The emergence of email, 140-character tweets, emojis, and a general disregard for elegant prose altogether have all conspired to erode handwriting. Will this lead to a return to grunts and hieroglyphics or the use of an X in place of a florid signature on documents.

Julia Wood, an occupational therapist at Penn Medicine, who helps people with dysgraphia, says that lapses into illegibility are reversible. It’s just a matter of practice and encouragement and a focus on “difficult” letters, especially p, q, b, and r. She notes that there’s a domino effect, too, with poor math scores correlating with poor writing, and she points to a study conducted at Florida International University showing that 4-year-olds with superior writing skills do far better in elementary school than their peers.

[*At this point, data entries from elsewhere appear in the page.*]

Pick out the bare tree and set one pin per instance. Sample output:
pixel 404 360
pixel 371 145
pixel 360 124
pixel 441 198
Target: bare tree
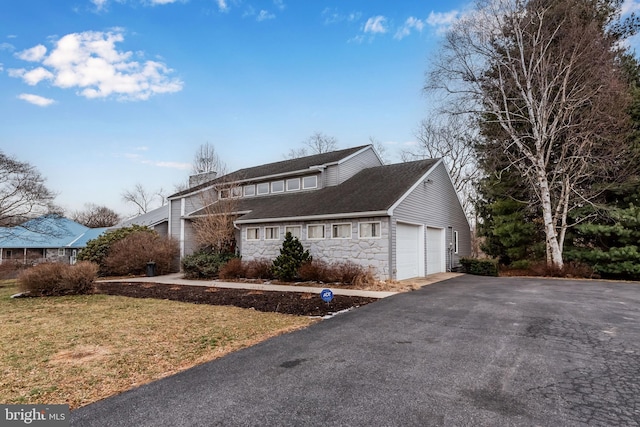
pixel 452 138
pixel 317 143
pixel 23 194
pixel 143 199
pixel 215 228
pixel 94 216
pixel 207 159
pixel 544 72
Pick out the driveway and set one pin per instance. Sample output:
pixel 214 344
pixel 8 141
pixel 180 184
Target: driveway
pixel 468 351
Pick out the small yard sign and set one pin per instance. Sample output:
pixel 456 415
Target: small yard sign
pixel 326 295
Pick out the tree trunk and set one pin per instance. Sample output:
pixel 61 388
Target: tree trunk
pixel 554 254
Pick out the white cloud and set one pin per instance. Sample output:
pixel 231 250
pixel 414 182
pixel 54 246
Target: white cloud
pixel 410 24
pixel 222 5
pixel 438 19
pixel 375 25
pixel 91 63
pixel 630 6
pixel 38 100
pixel 264 15
pixel 34 54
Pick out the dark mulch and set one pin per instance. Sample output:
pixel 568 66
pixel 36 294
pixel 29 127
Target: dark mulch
pixel 298 303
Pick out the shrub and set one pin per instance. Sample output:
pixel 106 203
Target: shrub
pixel 204 264
pixel 258 269
pixel 480 267
pixel 49 279
pixel 98 249
pixel 130 255
pixel 292 256
pixel 233 269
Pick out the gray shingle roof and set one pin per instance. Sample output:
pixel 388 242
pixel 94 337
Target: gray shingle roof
pixel 373 189
pixel 277 168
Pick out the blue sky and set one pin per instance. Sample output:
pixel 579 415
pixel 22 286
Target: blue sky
pixel 100 95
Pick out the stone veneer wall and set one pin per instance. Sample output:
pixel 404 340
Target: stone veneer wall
pixel 372 253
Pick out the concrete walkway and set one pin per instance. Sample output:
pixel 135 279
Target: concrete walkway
pixel 177 279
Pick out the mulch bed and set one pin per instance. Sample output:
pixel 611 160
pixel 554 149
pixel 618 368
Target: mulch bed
pixel 298 303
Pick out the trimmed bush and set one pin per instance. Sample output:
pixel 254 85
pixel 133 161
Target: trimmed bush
pixel 130 255
pixel 51 279
pixel 480 267
pixel 292 256
pixel 205 264
pixel 98 249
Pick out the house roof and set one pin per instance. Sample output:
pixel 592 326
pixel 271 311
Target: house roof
pixel 277 168
pixel 371 191
pixel 149 219
pixel 49 231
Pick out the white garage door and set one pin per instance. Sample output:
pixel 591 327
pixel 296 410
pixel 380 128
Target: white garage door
pixel 408 251
pixel 435 250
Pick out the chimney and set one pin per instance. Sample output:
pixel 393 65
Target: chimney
pixel 201 178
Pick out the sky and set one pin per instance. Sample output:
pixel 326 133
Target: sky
pixel 101 95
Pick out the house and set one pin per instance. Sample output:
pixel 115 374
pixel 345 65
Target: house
pixel 403 220
pixel 47 238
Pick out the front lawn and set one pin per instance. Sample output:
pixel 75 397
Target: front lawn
pixel 80 349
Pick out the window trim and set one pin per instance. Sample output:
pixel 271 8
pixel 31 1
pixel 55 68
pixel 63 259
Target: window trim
pixel 360 224
pixel 324 232
pixel 267 237
pixel 257 234
pixel 276 182
pixel 299 227
pixel 258 192
pixel 341 224
pixel 304 187
pixel 292 180
pixel 244 190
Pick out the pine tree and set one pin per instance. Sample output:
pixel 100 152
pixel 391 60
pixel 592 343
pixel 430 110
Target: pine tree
pixel 292 256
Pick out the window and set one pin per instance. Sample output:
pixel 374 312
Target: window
pixel 369 230
pixel 341 231
pixel 295 230
pixel 253 233
pixel 263 188
pixel 277 186
pixel 315 231
pixel 310 182
pixel 272 233
pixel 293 184
pixel 455 242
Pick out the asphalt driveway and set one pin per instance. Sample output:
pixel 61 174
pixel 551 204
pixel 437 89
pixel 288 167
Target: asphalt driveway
pixel 468 351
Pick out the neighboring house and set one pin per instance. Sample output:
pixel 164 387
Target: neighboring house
pixel 48 238
pixel 403 220
pixel 157 219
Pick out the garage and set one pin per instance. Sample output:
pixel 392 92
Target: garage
pixel 436 262
pixel 409 244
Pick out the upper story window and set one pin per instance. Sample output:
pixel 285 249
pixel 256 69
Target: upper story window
pixel 277 186
pixel 272 233
pixel 263 188
pixel 369 230
pixel 341 231
pixel 253 233
pixel 310 182
pixel 293 184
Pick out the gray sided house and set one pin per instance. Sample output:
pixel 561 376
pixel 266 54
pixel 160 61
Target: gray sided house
pixel 402 220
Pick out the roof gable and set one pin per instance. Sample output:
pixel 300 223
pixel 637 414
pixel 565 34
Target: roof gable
pixel 278 168
pixel 371 191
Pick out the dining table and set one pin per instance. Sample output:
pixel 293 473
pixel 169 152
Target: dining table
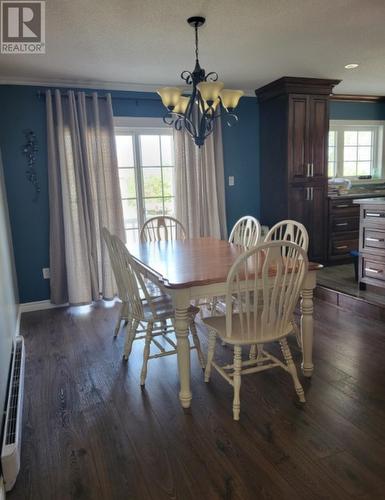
pixel 196 268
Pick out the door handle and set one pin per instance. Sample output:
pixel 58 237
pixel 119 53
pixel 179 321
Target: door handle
pixel 378 240
pixel 371 270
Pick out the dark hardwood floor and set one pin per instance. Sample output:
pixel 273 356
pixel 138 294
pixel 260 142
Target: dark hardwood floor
pixel 91 433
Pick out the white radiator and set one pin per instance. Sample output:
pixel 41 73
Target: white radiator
pixel 10 452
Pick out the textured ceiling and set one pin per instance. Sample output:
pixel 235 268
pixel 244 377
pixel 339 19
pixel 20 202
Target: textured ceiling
pixel 248 42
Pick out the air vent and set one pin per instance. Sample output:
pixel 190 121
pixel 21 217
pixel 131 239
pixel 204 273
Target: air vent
pixel 10 453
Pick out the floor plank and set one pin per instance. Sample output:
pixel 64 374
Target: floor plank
pixel 89 432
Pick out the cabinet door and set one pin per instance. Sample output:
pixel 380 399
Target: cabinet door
pixel 307 204
pixel 298 133
pixel 317 222
pixel 318 136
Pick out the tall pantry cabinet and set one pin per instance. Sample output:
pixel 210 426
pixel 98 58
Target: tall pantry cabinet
pixel 294 125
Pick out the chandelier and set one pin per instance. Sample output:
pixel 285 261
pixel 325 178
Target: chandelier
pixel 208 100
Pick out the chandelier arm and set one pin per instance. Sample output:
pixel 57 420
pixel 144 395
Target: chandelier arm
pixel 212 76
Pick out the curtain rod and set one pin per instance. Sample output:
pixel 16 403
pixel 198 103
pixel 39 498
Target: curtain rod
pixel 40 94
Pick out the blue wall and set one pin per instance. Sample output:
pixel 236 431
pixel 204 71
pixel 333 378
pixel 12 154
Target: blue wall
pixel 20 109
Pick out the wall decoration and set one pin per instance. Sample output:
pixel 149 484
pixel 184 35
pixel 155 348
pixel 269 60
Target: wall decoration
pixel 30 150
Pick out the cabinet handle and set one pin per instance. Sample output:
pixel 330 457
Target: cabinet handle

And a poll of 1,000 teens by the stationers Bic found that one in 10 don’t own a pen, a third have never written a letter, and half of 13- to 19-year-olds have never been forced to sit down and write a thank-you letter — 56 percent don’t even have letter paper at home, and a quarter have never known the joys of writing a birthday card, even though most of the sentiments appearing in such cards are already pre-written.

In an article titled “The Secrets of Jane Austen’s Handwriting,” graphologist Patricia Field quotes from the novel “Pride and Prejudice”:

“Charles writes in the most careless way imaginable. He leaves out half his words and blots the rest.”

And, to be sure, few if any authors today could match Jane Austen’s prolific output of words using only a pen — and a quill pen at that.